A short while back, Google and a bunch of other search engines launched @rel="canonical", a standard for specifying that the current page is a copy of another, more canonical, version hosted elsewhere. I blogged about it at the time , and generally approved of the idea but warned against overuse when an HTTP redirect might be more sensible.
Recently there's been a large amount of discussion about @rev="canonical" , a proposal that seems to have been floated with the intention of providing URL shortening services. The idea is that my page can 'advertise' some other URLs that it can be found at so that clients can pick a different one to use when referring to it.
In this particular use case I could publish a page at http://ciaranmcnulty.com/blog/2009-04-14/a-long-blog-post-with-a-complex-url that had a @rel="canonical" link to http://ciaran.ws/complex (I don't really have that domain, don't bother trying it). Applications that wanted a shorter URL for the content (e.g. Twitter clients, SMS gateways) could then use my shorter URL rather than having to get a more obfuscated one from TinyURL or somewhere similar.
The number of sites that have already included the markup is staggering in such a short time, and a testament to how a simple markup idea like this can really take off (if only Microformats could gain this kind of uptake!). I've been reading a lot of the commentary that's bouncing around the HTML blogosphere, and thought I'd put my £0.02 in. Frankly, I fail to see the point of all the hooh-hah, for the following reasons:
@rev is deprecated.
@rev has been taken out of the proposed HTML5 specification because it's confusing and under-used, so this is probably the worst possible time to start a wide-ranging deployment of a new @rev value. The widespread use will have one of two results, either it'll be completely invalidated when HTML5 is finalised, or the deployment will cause @rev to be put back into the HTML5 spec. Either of these are bad results in my opinion.
The reasons @rev was taken out of the HTML5 proposal are that basically:
- Most uses of @rev turned out to be typos of @rel.
- It was pointed that every @rev value could be turned into a @rel just by changing the keyword to indicate a reverse relation, e.g. @rev="parent" and @rel="child" are equivalent.
On this basis, a better alternative to @rel="canonical" could be @rel="non-canonical" or something equally trivial - this could also be combined with @rel="alternate".
Using @rev="canonical" for redirect URLs is wrong
The idea of @rel="canonical" is to let search engines know that you have duplicate content at other URLs, and which version is the 'correct' one that they should be concentrating on including in their indexes. By that logic, @rev="canonical" should be a list of other URLs at which the same content as the current page exists, but would indicate to a search engine that the current URL is the one that should be used canonically. As an interesting use-case, a search engine could make indexing those URLs low-priority, or just ignore them completely.

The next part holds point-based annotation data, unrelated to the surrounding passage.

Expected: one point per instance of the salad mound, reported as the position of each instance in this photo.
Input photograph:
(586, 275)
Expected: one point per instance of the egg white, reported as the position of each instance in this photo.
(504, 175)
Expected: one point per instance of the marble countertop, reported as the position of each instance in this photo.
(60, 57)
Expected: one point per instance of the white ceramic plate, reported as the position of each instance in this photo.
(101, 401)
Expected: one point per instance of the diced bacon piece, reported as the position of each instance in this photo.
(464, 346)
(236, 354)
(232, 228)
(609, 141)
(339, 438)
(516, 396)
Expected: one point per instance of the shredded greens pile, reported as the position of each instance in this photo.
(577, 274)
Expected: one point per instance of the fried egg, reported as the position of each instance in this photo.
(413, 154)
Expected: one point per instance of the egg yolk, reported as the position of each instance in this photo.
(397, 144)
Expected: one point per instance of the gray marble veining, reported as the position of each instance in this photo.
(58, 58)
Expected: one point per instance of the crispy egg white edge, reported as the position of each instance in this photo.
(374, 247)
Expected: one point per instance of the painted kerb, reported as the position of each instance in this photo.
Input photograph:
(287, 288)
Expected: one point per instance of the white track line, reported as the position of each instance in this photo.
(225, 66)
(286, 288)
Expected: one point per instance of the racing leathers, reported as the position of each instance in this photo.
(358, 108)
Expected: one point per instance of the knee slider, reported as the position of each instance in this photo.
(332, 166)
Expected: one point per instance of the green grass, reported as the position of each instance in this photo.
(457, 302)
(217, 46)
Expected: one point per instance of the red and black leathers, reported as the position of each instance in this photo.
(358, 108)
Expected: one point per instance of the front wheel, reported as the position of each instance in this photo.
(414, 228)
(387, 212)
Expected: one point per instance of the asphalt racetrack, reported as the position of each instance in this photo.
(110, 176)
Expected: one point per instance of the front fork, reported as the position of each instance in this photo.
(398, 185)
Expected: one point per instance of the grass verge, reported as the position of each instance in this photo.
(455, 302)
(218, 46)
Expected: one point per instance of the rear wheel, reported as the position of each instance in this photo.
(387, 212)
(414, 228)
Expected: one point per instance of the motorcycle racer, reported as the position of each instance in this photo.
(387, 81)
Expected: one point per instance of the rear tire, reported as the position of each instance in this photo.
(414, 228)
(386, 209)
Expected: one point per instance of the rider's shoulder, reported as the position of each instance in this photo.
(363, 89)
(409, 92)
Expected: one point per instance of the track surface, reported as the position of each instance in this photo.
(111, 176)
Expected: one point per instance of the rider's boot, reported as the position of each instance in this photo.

However, redirect URLs don't fit in with this usage. They're resources that will redirect to the current one, not resources that contain the same information. The distinction might seem like hair-splitting but I feel it's important that @rel="canonical" is seen as for situations where there are concrete individual pages at differenet URLs.
On a related note, my friend Simon also has some strident opinions about 301 MOVED redirects from URLs that never initially hosted any content that I wish he'd blog about (hint hint!).
There are better semantics for URL shortening than @rev="canonical"
OK, so there's probably a use case for saying 'these other URLs have the same content as this page', but nearly all of the discussion has been concentrated on URL shortening. If we're going to use a head LINK to advertise a shorter URL for our content, there has to be a better way than saying 'these other URLs contain the same content' and letting the client check the length of each.
I don't really know what to propose, but something like @rel="shorter-url" or @rel="short-url" or similar would seem to be sensible. Anything's fine as long as it's widespread and gets registered. It'd be nice if someone could knock up an HTML profile for us to use too, but they seem to be on the way out.
Overall, the rev-canonical thing seems to be a fairly simple idea, with a few flaws, that's been overhyped and suddenly implemented everywhere with not much thought going into it. It may well achieve a few things though:
- It's got people talking and thinking about @rel values, which is a good thing and might lead to more uptake of technologies like XFN.
- It's prompted a lot of discussion about HTML semantics, which is a good thing and could help promote POSH and Microformats in general.
- It's shown people how easy it can be to roll out a simple semantic HTML change on a large site, which has to be a good thing.
I can only hope that that outweighs all the niggles I have with how rev-canonical is used, and frankly it's currently being used in such a narrow use-case that it doesn't really have a huge impact on the way we use the web.
[EDIT: Just as I posted this, Anne van Kesteren made the same points as me , but in about 10% of the words and with none of the waffle.]
1.
I have been loosely following the rev="canonical" debate over the last few days.
It will be interesting to see if this idea matures into something truly usable but for now there are too many hurdles in the way.
Although the whole thing is very interesting I can't help feeling that if some of the fundamental issues cannot be solved then this will all turn out to be a lot of hot air.
The most important of these, as you correctly point out is the semantics of rev="canonical" and the depreciation of rev in HTML5.
Russell
14th April 2009, 15:40